Shortly afterward, the University of Colorado released the infamous Condon report, and since then the Air Force and the White House felt at liberty to wash their hands on the problem of UFOs and addressing the fears and concerns of the American people, who unfortunately keep reporting sightings of unexplained aerial phenomena to this day, which seem to defy any conventional explanations.
Then came the Exopolitical movement, spearheaded by Dr. Steven Greer, Alfred Webre and Stephen Bassett, who have gone even beyond the demands of Keyhoe and his contemporaries; Exopolitics infused its advocates with the certainty that the government *knew* the Truth about the UFO phenomenon, and was deliberately hiding it from the public. But after a couple of press conferences at the National Press Club in Washington D.C., many conferences all around the world, and one faux Congressional Hearing in 2013, the closest we've come to an official acknowledgement of UFOs by a top representative of the government, is presidents Clinton and Obama making jokes about aliens in Jimmy Kimmel Live.

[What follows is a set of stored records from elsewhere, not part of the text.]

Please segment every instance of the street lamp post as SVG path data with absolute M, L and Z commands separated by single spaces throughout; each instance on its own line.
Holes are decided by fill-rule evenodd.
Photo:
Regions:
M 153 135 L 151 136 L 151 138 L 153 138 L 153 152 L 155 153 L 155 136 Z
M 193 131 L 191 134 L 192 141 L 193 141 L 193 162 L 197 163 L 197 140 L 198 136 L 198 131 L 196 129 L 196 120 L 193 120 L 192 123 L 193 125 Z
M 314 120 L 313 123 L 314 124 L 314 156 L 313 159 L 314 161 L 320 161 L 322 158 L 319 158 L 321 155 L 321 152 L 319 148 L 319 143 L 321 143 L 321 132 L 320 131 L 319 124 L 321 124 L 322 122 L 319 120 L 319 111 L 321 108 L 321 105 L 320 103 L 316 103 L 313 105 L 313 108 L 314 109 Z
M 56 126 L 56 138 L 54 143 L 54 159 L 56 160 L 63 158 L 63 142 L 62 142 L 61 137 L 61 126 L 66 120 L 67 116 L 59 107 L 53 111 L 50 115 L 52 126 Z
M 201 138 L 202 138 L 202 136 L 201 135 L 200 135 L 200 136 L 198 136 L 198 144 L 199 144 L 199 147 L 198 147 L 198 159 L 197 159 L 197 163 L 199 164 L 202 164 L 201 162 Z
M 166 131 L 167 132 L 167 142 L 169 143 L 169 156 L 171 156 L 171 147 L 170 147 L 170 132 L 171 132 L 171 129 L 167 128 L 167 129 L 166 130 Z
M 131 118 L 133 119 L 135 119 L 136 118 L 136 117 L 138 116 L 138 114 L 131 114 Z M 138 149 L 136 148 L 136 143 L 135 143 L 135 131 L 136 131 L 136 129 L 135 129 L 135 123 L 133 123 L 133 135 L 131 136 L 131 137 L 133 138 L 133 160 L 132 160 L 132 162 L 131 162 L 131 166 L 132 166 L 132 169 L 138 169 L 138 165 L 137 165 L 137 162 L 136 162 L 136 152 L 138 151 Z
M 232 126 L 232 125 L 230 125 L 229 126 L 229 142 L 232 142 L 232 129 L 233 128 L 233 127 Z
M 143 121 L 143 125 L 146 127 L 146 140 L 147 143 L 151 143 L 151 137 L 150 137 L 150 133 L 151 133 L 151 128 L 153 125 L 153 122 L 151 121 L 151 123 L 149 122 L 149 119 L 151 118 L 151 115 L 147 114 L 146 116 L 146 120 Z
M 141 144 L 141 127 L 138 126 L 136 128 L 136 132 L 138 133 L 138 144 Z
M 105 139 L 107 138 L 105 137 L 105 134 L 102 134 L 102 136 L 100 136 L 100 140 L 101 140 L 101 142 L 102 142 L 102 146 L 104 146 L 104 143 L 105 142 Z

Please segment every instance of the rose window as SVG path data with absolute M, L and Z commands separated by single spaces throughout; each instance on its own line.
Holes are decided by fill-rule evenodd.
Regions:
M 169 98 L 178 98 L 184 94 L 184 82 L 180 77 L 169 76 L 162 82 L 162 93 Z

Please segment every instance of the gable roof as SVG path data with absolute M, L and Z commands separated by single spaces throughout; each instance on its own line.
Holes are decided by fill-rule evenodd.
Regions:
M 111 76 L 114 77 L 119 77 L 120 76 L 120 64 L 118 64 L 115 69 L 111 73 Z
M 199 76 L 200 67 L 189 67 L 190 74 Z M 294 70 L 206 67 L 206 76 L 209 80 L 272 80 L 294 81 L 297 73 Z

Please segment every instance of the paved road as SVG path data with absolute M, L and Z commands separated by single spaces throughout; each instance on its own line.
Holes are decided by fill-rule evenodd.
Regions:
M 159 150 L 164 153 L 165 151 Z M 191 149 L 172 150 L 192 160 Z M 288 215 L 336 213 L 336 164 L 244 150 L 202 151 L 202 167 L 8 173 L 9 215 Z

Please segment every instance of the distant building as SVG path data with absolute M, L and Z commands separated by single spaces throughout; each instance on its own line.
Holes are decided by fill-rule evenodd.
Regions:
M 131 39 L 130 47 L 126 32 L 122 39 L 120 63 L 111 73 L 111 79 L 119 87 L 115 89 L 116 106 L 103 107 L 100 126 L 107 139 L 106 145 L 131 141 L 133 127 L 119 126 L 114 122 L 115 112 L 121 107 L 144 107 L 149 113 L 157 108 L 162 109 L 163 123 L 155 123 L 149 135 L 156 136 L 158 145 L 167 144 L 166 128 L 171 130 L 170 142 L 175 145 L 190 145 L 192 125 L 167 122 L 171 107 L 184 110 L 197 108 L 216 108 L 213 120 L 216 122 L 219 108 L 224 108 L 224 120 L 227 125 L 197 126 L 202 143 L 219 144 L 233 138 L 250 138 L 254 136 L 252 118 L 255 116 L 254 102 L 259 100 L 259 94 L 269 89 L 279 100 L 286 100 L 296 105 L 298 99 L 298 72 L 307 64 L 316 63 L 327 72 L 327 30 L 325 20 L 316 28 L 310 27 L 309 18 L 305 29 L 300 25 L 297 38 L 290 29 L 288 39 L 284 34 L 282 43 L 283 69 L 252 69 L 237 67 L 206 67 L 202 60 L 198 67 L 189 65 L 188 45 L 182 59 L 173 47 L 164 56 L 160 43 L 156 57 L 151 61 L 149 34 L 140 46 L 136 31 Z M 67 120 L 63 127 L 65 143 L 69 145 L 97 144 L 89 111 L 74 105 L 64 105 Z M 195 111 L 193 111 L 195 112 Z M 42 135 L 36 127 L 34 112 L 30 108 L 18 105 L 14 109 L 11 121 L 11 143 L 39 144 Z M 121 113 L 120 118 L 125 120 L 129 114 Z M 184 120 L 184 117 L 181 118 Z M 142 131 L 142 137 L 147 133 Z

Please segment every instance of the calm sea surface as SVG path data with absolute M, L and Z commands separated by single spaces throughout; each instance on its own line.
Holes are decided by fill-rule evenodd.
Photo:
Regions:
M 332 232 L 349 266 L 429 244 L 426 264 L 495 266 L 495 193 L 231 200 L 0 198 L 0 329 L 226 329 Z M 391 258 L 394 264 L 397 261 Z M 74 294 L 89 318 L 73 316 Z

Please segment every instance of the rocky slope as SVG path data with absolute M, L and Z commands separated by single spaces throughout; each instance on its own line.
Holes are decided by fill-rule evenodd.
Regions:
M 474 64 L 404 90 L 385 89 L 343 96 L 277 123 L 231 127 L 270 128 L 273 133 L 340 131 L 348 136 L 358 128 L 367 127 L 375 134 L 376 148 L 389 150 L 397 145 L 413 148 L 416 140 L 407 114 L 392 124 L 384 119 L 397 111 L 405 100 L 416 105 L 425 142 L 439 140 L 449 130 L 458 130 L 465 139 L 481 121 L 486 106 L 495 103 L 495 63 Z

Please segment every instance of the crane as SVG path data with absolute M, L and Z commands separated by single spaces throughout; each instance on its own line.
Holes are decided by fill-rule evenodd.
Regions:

Then again, the Citizen Hearing on Disclosure was not without its rewards. Perhaps the most positive thing that came of it was how John Burroughs, one of the main witnesses of the famous Rendlesham forest UFO incident(s) in 1980, was finally able to receive full medical disability from the US Department of Veterans Affairs (VA); Burroughs along with Jim Penniston, who is another of the main witnesses in this UFO case, claim that the close proximity to the unexplained object they encountered on that cold December night of 1980 severely deteriorated his health --something indicative of a possible exposure to radiation emitted by the object-- and since then both have fought a long and arduous legal battle to obtain aid for their ailments, as well as access to their medical records, which had been withheld by the US Air Force for reasons still unclarified --the Air Force even denied at one time Burroughs had served when the Rendlesham incident took place!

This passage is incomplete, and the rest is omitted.